A prescindere dalla qualità delle foto, la camera oscura per me era un rifugio, un luogo di felicità. Il mondo circostante spariva. C’ero solo io, io e le mie immagini che affioravano nella luce rossa per effetto di processi chimici da me sapientemente e creativamente controllati. Uscito dalla camera oscura mangiai un panino veloce e mi apprestai a uscire. Era ora di andare in palestra. Erano vent’anni che facevo karate e i proprietari giapponesi della scuola erano miei vecchi amici. Il karate mi aiutava a scaricare le tensioni e a tenermi in forma. Ma soprattutto apprezzavo le conversazioni con Suzuki, il vecchio maestro, la sua capacità di guardare il mondo dall’alto e mettere tutto in prospettiva.

Oscar non condivideva il mio amore per le arti marziali. In compenso aveva recentemente scoperto il golf e vi si era buttato con tutto l’entusiasmo un po’ ossessivo dei cinquantenni inquieti, sempre a caccia di nuove, totalizzanti passioni. Era troppo alto per sperare di poter eccellere in quello sport, ma ci dava dentro quasi fosse una questione di vita o di morte. Mi aveva convinto a cimentarmi diverse volte, ma l’esperienza mi aveva lasciato freddino.

Uscii dal portone. L’aria calda dell’estate madrilena mi colpì come uno schiaffo mentre gli odori e i suoni della città mi avvolgevano. Passai davanti al caffè Viva Madrid e percorsi i pochi metri fino a Calle Echégaray. Lasciai cadere la busta con il negativo in una buca delle lettere e proseguii soddisfatto. Bettole e pensioncine punteggiavano la calle. Il marciapiede era talmente stretto da costringere i passanti ad addossarsi ai muri delle case al passaggio delle automobili. Da giovane avevo abitato per un periodo alla pensione Las Once, di fronte all’Hotel Inglés e alla scuola di karate. Quest’ultima aveva aperto lo stesso anno in cui mi ero trasferito nella piccola stanza della pensione gestita dal Señor Alberto e dalla sua Señora. Rosa, la cameriera trentenne e probabilmente vergine, era analfabeta e incredibilmente arcigna. Aveva lineamenti forti, un po’ rozzi, il corpo corto e pienotto perennemente fasciato da un grembiule rosa.
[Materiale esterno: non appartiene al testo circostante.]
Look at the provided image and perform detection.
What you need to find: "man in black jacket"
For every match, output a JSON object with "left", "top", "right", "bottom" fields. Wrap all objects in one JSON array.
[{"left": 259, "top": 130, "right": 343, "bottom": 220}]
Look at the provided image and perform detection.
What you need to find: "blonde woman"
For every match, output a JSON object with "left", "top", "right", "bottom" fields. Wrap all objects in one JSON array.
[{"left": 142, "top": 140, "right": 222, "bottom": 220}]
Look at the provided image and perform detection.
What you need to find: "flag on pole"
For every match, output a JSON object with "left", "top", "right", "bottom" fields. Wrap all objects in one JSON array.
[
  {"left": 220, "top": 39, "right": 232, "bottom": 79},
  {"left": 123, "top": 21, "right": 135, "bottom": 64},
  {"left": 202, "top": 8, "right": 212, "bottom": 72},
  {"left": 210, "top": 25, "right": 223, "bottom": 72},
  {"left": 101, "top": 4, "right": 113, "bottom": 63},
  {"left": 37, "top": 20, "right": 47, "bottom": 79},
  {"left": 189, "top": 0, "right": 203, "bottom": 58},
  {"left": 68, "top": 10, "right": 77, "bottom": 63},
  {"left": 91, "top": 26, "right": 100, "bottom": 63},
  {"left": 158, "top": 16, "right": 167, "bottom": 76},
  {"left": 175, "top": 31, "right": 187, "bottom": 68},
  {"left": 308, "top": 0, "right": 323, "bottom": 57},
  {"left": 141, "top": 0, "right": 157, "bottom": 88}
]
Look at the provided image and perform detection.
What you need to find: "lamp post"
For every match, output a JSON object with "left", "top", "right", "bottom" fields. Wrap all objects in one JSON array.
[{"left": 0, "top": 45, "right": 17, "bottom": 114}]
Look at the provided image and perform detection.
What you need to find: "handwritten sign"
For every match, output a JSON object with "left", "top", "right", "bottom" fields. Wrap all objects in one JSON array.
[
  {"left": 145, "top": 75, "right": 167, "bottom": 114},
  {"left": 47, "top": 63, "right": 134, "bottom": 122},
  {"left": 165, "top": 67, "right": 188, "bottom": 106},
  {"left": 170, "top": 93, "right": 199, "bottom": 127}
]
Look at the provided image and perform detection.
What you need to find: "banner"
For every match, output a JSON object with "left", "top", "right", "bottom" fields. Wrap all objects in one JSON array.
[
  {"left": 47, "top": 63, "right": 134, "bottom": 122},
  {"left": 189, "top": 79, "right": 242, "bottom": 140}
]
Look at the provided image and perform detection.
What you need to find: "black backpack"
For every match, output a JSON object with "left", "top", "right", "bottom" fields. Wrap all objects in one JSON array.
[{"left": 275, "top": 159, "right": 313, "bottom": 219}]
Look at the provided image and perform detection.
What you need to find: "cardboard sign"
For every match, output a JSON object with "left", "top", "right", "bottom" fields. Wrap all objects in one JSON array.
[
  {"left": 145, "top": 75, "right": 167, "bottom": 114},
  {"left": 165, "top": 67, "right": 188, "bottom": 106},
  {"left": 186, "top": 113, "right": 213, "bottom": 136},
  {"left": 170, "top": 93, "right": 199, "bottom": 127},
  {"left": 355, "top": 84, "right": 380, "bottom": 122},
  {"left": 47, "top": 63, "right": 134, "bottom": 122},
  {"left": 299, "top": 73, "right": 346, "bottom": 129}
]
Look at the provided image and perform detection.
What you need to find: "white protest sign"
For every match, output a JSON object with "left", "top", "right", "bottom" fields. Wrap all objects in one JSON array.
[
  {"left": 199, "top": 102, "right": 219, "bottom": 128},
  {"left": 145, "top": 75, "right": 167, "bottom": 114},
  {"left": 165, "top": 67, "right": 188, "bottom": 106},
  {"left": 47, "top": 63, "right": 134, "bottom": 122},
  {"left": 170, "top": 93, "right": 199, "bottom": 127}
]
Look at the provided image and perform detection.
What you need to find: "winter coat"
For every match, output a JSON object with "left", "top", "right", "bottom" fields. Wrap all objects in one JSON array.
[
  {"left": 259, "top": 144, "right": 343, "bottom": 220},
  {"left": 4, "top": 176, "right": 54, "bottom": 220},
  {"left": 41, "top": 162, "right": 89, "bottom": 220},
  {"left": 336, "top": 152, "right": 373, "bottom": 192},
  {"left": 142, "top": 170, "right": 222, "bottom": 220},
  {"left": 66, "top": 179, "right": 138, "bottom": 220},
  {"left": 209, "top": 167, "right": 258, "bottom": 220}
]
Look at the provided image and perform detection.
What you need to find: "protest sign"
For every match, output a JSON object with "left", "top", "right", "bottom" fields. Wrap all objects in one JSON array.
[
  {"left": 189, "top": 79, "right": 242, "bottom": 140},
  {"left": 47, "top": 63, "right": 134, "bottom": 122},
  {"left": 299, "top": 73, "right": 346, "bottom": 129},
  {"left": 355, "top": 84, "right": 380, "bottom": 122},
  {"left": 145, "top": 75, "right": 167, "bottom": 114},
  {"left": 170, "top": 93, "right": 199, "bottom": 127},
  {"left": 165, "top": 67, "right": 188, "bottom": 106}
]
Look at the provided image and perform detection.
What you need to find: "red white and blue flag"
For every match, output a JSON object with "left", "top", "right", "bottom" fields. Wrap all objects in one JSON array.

Faceva le pulizie e preparava da mangiare insieme alla Señora. Rosa era nata in un piccolo villaggio della Galizia, da una famiglia numerosa di contadini. Tutte le mattine il padre e gli altri uomini della casa andavano in piazza nella speranza che il fattore del proprietario terriero offrisse loro una giornata di lavoro. La miseria allora era diffusa e il divario fra le classi sociali spaventoso. Sapevo che Rosa era stata mandata a servizio a sette anni, anche se non ero riuscito a scoprire come fosse approdata alla Pension Las Once di Madrid. Ogni sera la Señora prendeva il giornale «ABC» e cercava di insegnarle a leggere. La sera in cui Rosa era riuscita a leggere da sola i titoli, il vecchio Señor Alberto era andato a prendere una bottiglia di sherry che conservava da più di venticinque anni e avevamo festeggiato.

Camminavo assorto nei miei pensieri, circondato dalla vita e dai rumori rassicuranti della città, quando all’improvviso due uomini mi sbarrarono il passo. Erano entrambi alti, sui trentacinque anni e indossavano abiti di buon taglio.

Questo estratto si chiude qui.